PatchSiren cyber security CVE debrief
CVE-2026-35679 Zcash CVE debrief
A vulnerability in Zcash zcashd versions prior to 6.12.0 allowed invalid transactions to be accepted under certain conditions, potentially enabling the draining of user funds from the Sprout pool. The root cause was incomplete verification of Sprout proofs in specific scenarios. The issue was resolved in version 6.12.0. The CVSS 3.1 score of 3.5 (Low severity) reflects the attack complexity requirements and limited impact scope. The vulnerability was published on April 5, 2026, with the record last modified on May 19, 2026.
- Vendor
- Zcash
- Product
- zcashd
- CVSS
- LOW 3.5
- CISA KEV
- Not listed in stored evidence
- Original CVE published
- 2026-04-05
- Original CVE updated
- 2026-05-19
- Advisory published
- 2026-04-05
- Advisory updated
- 2026-05-19
Who should care
Zcash node operators, cryptocurrency exchanges supporting ZEC, wallet providers integrating zcashd, and users with funds in the Sprout shielded pool should prioritize this update.
Technical summary
The vulnerability exists in the Sprout shielded pool implementation of zcashd, where proof verification was not consistently enforced. This cryptographic weakness (CWE-358: Improperly Implemented Security Check for Standard) could allow crafted invalid transactions to bypass validation. The attack requires network access and low privileges, with high attack complexity. The fix in version 6.12.0 ensures proper Sprout proof verification under all conditions.
Defensive priority
medium
Recommended defensive actions
- Upgrade zcashd to version 6.12.0 or later to ensure proper verification of Sprout proofs.

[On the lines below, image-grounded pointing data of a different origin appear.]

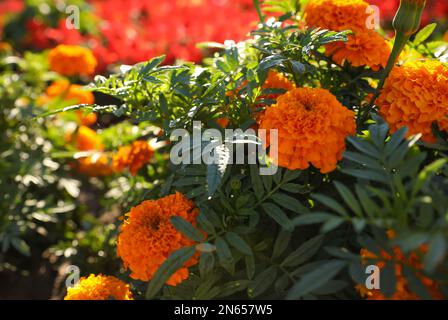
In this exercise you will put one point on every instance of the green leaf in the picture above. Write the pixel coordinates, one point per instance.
(295, 188)
(186, 228)
(281, 243)
(21, 246)
(304, 252)
(238, 243)
(415, 284)
(312, 218)
(436, 252)
(363, 160)
(371, 175)
(205, 223)
(250, 266)
(330, 203)
(206, 264)
(388, 279)
(331, 287)
(257, 185)
(395, 140)
(424, 34)
(367, 204)
(357, 272)
(153, 63)
(225, 255)
(175, 261)
(331, 224)
(278, 215)
(316, 279)
(262, 282)
(289, 203)
(349, 198)
(364, 146)
(426, 174)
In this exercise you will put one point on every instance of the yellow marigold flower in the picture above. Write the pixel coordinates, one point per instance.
(97, 165)
(147, 236)
(133, 156)
(416, 95)
(312, 126)
(87, 140)
(75, 94)
(337, 15)
(402, 291)
(72, 60)
(363, 48)
(99, 287)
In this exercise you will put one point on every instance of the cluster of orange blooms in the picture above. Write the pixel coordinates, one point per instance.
(402, 290)
(312, 127)
(416, 95)
(147, 236)
(365, 47)
(99, 287)
(72, 60)
(133, 156)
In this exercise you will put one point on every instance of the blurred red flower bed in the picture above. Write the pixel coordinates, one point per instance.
(137, 30)
(435, 9)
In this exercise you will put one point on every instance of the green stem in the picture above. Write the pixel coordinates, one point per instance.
(399, 44)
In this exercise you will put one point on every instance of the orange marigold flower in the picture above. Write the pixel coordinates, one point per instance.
(97, 165)
(87, 140)
(416, 95)
(363, 48)
(337, 15)
(99, 287)
(133, 156)
(312, 126)
(147, 236)
(72, 60)
(402, 291)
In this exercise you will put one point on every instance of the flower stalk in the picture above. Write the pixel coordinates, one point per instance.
(406, 23)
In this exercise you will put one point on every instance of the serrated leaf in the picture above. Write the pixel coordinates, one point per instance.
(238, 243)
(174, 262)
(277, 215)
(262, 282)
(281, 243)
(257, 185)
(312, 218)
(330, 203)
(304, 252)
(436, 252)
(289, 203)
(225, 255)
(349, 198)
(315, 279)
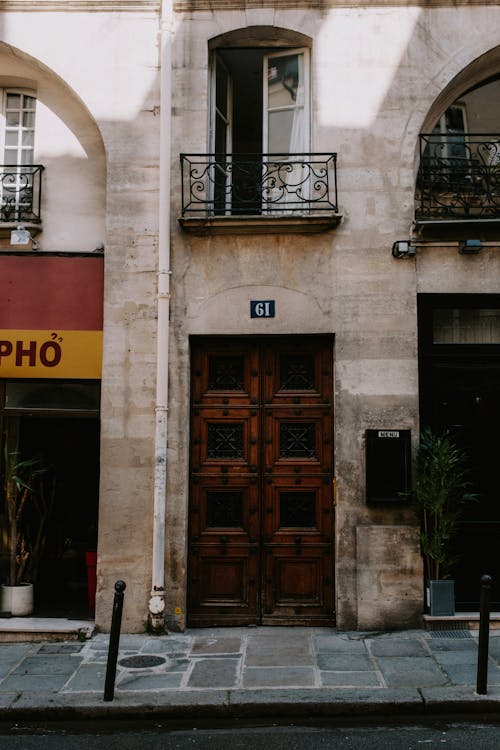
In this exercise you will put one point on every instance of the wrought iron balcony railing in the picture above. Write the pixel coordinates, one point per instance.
(459, 177)
(258, 184)
(21, 193)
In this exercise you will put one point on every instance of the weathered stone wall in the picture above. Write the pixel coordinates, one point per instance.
(94, 69)
(376, 75)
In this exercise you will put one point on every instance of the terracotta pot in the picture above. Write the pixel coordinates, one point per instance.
(18, 600)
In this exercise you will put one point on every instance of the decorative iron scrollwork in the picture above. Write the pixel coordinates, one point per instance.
(21, 192)
(459, 177)
(219, 184)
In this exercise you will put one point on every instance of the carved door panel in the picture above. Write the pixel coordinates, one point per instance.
(261, 513)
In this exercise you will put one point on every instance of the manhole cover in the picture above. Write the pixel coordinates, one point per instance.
(141, 662)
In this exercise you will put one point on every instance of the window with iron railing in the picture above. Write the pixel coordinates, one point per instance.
(20, 178)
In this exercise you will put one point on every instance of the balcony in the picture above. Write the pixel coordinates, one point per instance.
(258, 193)
(458, 179)
(21, 195)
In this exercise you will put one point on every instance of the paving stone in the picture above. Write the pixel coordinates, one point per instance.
(350, 679)
(274, 652)
(14, 651)
(175, 646)
(397, 647)
(411, 671)
(455, 657)
(60, 648)
(214, 673)
(48, 664)
(278, 677)
(334, 644)
(6, 699)
(40, 683)
(466, 674)
(344, 662)
(207, 645)
(149, 681)
(88, 677)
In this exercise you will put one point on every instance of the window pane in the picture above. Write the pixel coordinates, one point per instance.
(11, 137)
(281, 124)
(466, 326)
(13, 101)
(10, 156)
(29, 119)
(28, 137)
(12, 119)
(54, 395)
(26, 156)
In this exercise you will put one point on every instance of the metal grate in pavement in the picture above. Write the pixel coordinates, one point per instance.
(458, 633)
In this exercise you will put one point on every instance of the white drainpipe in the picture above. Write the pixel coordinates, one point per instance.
(157, 600)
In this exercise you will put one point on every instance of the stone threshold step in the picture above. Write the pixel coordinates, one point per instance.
(19, 629)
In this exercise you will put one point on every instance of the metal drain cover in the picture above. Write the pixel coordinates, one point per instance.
(458, 633)
(141, 661)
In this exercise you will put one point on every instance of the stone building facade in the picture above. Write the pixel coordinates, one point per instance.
(298, 207)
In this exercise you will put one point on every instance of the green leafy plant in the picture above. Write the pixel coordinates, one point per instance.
(28, 507)
(441, 493)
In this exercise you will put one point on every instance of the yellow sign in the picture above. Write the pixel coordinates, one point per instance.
(50, 354)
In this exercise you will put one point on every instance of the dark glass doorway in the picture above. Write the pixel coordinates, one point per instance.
(460, 392)
(69, 446)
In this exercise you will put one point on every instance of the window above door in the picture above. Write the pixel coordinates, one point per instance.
(260, 175)
(20, 177)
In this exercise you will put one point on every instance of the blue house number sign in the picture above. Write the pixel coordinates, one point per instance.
(262, 308)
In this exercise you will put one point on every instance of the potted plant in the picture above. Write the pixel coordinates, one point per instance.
(441, 493)
(27, 508)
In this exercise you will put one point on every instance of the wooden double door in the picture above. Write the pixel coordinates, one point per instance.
(261, 502)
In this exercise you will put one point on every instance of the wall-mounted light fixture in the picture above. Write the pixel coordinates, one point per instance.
(20, 236)
(469, 247)
(403, 249)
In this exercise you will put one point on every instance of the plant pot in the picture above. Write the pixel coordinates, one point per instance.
(18, 600)
(441, 598)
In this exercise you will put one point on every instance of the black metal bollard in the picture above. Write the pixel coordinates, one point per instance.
(484, 634)
(114, 641)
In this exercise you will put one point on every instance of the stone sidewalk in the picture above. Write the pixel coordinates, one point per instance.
(251, 672)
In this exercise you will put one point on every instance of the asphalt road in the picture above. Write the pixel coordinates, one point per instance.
(158, 736)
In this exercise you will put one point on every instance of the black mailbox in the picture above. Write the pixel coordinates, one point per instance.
(388, 466)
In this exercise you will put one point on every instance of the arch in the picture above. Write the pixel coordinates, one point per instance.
(19, 69)
(260, 36)
(479, 70)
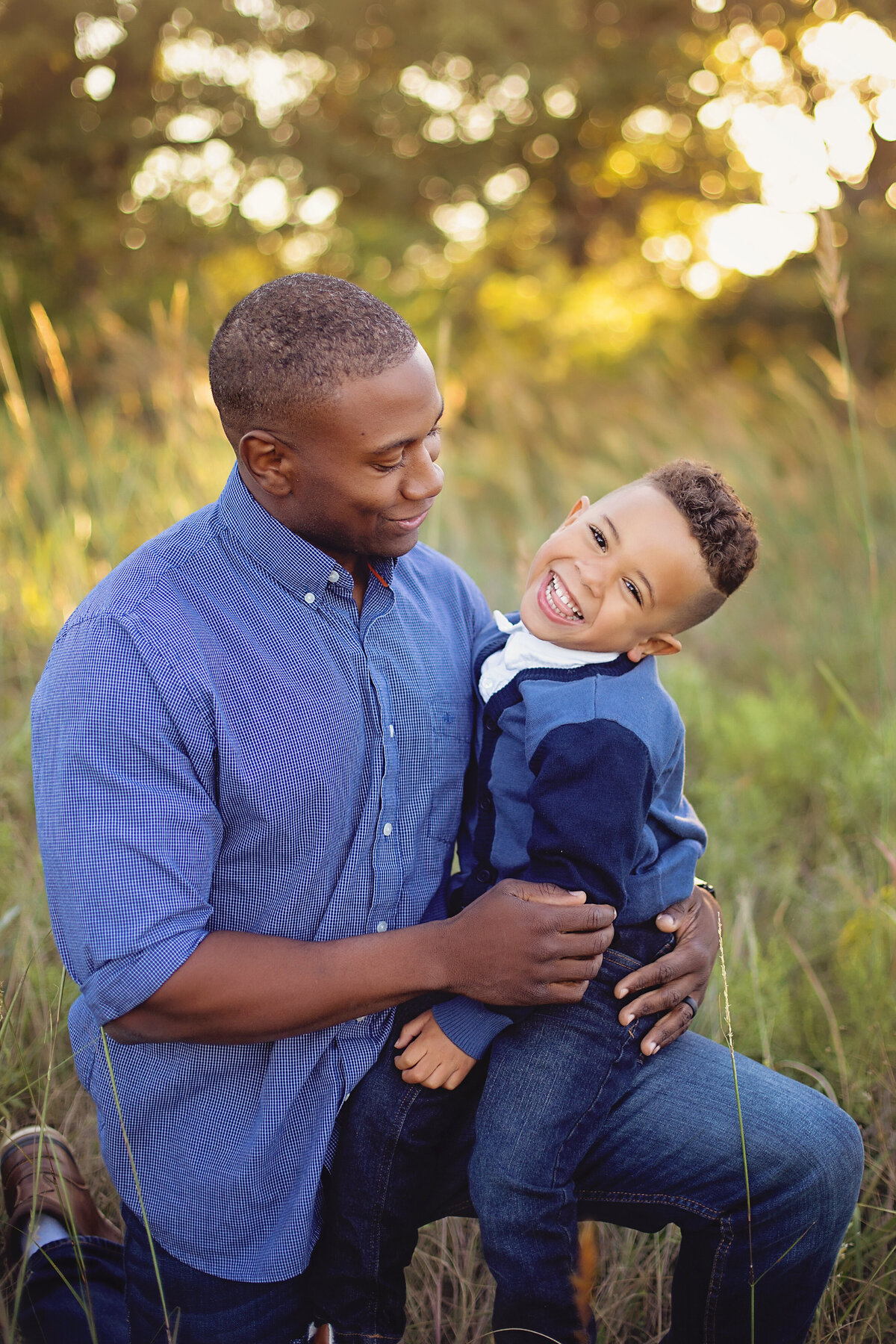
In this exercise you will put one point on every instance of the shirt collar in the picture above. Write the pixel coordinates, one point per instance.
(287, 558)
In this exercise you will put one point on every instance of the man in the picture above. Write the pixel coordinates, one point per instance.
(249, 753)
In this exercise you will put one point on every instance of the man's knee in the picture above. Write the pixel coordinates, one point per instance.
(817, 1163)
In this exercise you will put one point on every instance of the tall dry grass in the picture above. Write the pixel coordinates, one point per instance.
(790, 730)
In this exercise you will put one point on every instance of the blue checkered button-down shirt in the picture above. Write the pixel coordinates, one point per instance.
(222, 742)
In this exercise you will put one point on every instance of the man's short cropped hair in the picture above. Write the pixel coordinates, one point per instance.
(721, 524)
(294, 342)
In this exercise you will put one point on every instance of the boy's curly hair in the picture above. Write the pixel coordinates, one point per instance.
(723, 529)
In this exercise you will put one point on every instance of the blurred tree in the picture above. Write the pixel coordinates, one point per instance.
(564, 168)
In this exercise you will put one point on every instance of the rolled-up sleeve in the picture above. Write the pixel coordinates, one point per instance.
(129, 833)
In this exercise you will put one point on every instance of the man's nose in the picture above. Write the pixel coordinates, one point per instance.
(423, 477)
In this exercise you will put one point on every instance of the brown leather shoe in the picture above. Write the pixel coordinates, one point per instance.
(40, 1175)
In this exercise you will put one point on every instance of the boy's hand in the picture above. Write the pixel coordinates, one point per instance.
(430, 1058)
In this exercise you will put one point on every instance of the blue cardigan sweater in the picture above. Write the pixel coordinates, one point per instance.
(579, 781)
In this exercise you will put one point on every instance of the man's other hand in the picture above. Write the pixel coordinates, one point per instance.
(527, 942)
(684, 972)
(429, 1057)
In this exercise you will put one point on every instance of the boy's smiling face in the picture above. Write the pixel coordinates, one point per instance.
(617, 576)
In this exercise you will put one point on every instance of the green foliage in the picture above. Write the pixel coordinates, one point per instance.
(788, 766)
(465, 148)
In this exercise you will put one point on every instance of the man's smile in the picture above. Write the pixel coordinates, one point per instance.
(410, 524)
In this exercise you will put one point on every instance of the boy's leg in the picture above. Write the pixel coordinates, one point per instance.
(390, 1151)
(551, 1081)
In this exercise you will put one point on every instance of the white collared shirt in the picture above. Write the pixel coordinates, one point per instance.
(524, 650)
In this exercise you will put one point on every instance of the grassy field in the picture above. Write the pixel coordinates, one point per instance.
(790, 725)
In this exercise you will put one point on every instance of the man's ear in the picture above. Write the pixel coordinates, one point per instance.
(267, 461)
(659, 645)
(581, 504)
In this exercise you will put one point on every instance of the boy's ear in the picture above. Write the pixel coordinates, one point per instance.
(659, 645)
(581, 504)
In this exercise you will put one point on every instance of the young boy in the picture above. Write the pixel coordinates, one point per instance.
(579, 783)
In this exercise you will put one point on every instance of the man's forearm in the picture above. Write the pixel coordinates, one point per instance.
(242, 987)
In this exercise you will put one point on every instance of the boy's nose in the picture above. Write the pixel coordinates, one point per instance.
(593, 577)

- Review transaction logs for the Sprout pool for any anomalous activity during the exposure window if running affected versions.
- Monitor Zcash security advisories for any additional guidance on this vulnerability.
Evidence notes
The CVE description and NVD record confirm the affected versions and fix version. The GitHub commit and release tag provide technical confirmation of the remediation.
Official resources
The vulnerability was disclosed through official CVE channels with a fix available in zcashd 6.12.0. No known exploitation in the wild has been reported.